In Pursuit of On Golden Pond
by Martha F. Barkley
How many of you have read the original play by Richard Ernest Thompson? I have found very few readers who have. As a newcomer around these parts, I felt obliged, as a curious reader, to find the original script and read it for myself.
So off I went to Barnes and Noble in Augusta, of all places. Yes, dear reader, I was a great buyer of books back in the olden days, 30 years or more ago. Now, I check my public library first. Sometimes one gets better as one ages…and smarter…
Frustrated at Barnes and Noble because they did not know what I was talking about, I consulted neighbors around the lake. If you keep checking, you will find it, I kept saying to myself. We happen to live next door to the Runoia Girls Camp and Betty Cobb suggested that I check with Joan Williams.
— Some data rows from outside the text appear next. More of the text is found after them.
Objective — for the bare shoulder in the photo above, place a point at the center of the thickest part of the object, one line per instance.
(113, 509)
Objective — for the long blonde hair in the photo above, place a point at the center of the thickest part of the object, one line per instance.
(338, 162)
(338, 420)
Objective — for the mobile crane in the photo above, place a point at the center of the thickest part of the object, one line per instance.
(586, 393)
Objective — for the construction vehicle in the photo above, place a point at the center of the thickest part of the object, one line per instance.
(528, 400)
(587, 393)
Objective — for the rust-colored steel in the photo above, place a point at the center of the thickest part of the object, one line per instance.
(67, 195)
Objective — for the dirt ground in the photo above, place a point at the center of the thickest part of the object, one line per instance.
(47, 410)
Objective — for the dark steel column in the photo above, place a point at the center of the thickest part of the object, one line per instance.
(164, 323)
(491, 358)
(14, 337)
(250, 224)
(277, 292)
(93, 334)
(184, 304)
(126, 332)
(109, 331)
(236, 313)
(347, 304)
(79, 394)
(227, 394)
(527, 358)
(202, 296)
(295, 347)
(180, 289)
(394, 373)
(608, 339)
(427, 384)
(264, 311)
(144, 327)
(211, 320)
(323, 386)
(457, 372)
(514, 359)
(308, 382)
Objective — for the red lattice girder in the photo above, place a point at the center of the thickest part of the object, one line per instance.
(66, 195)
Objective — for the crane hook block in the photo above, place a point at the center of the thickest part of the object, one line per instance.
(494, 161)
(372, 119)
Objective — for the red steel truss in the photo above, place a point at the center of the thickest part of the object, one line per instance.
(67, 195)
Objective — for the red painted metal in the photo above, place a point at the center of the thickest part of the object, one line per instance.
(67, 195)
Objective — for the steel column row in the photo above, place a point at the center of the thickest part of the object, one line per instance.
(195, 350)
I walked down Woodlands Camp Road to Echo Cove where several Runioa alumni have summer camps. Joan cheerfully answered my "knock, knocks" and helped me find her copy of On Golden Pond. I had to precariously climb onto her sofa and reach high up among the cobwebs where her old collection of treasures was stored.
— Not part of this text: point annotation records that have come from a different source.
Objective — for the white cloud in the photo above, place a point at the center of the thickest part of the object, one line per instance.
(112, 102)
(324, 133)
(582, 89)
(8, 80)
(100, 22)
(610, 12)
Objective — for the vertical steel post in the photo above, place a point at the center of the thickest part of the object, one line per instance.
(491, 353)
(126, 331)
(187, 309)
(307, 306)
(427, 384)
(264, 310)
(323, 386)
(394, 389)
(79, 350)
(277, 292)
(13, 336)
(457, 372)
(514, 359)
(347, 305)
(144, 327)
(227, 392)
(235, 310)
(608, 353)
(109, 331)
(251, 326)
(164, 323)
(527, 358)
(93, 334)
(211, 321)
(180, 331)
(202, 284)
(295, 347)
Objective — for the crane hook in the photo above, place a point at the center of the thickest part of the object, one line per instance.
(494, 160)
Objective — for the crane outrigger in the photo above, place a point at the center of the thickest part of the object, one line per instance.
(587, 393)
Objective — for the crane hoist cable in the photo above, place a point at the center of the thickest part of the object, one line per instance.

The play On Golden Pond was published in book form and signed by playwright Ernest Thompson. The Thompson family camp was nearby on the other side of the tennis courts from Echo Cove. How grateful I was that Joan would let me borrow this yellow-paged version of the original play.
She actually let me take it home for a slow read…what reading pleasure it brought me to find some very good lines not even in the grand movie. Yes, the original is better than the movie. How often have you heard that? But how could that be? The movie is so very good.
Come to find out that the boat crash was not in the original. Ernest Thompson was asked to write it into the movie version. What would we do without a wounded Henry Fonda (Old Poop)? Every scene in the play is true to my Great Pond experience. Even those huge old gnarly trees growing along Woodlands Camp Road where Fonda went blueberry picking and lost his way.
David Webster was the very kind man who rented us our first boat when we stayed the first time at Crystal Springs Camp. His friendly personality is conveyed beautifully as mailboat guy in the play. From boats to loons to squeaky screen doors, all is there in the play.
That gazebo in the movie could easily be Judge Crater's gazebo which still stands near the old Thompson camp. Judge Crater enjoyed his red canoe outings with Thelma, or Mrs. Thompson. I love the fact that the play simply quotes his parents. No wonder it is so real.
Judge Crater and his mysterious disappearance got me started on another wild goose chase! Many Judge Crater books out there to read, but my favorite is The Empty Robe by his widow Stella Crater. Fun to talk to the neighbors around that home and hear about Stella's sister, the artist, painting all the boulders different colors. (Editor's Note: Originally published in 1961, this book is out of print. One may be able to find a copy through a local library or a seller of used books.)
I asked about the lilac bush by her door that Stella fainted into when the FBI came to Belgrade Lakes to investigate Judge Crater's disappearance. The Bean Brother (L.L.'s brother Ervin) delivering to Stella her new red canoe was strange since the judge was missing in New York City on her birthday back at the lake. Mystery and dredging of the lake for his body…
Yes, I returned Joan's copy of On Golden Pond and felt the warmth of the original play for a long time. Our Belgrade Historic Society did a pontoon ride around Great Pond and we swished by Judge Crater's gazebo and nearby Thompson camp where a future writer of On Golden Pond enjoyed summertime at the lake for every summer of his boyhood awhile back.
Ernest Thompson's mother became a friend through the years and she would honk and stop to talk on Point Road as I did my daily walk. When the television version of On Golden Pond was produced with Julie Andrews and Christopher Plummer, of course, we knew it would be terrific. And it was, scenery and all. We agreed that the live performance was special for TV land.…
When the black version of On Golden Pond hit Broadway [in 2005], I was prepared by my Charleston, SC neighbor. She had already seen it at the Kennedy Center in Washington, DC and told me how well done it was. Friends of hers had tickets given to them by Colin Powell's daughter, the performer for Jane Fonda's part.
What impressed me about this particular Broadway play was that not one line was changed from the original version of the play. Now that is theater at its best, don't you think?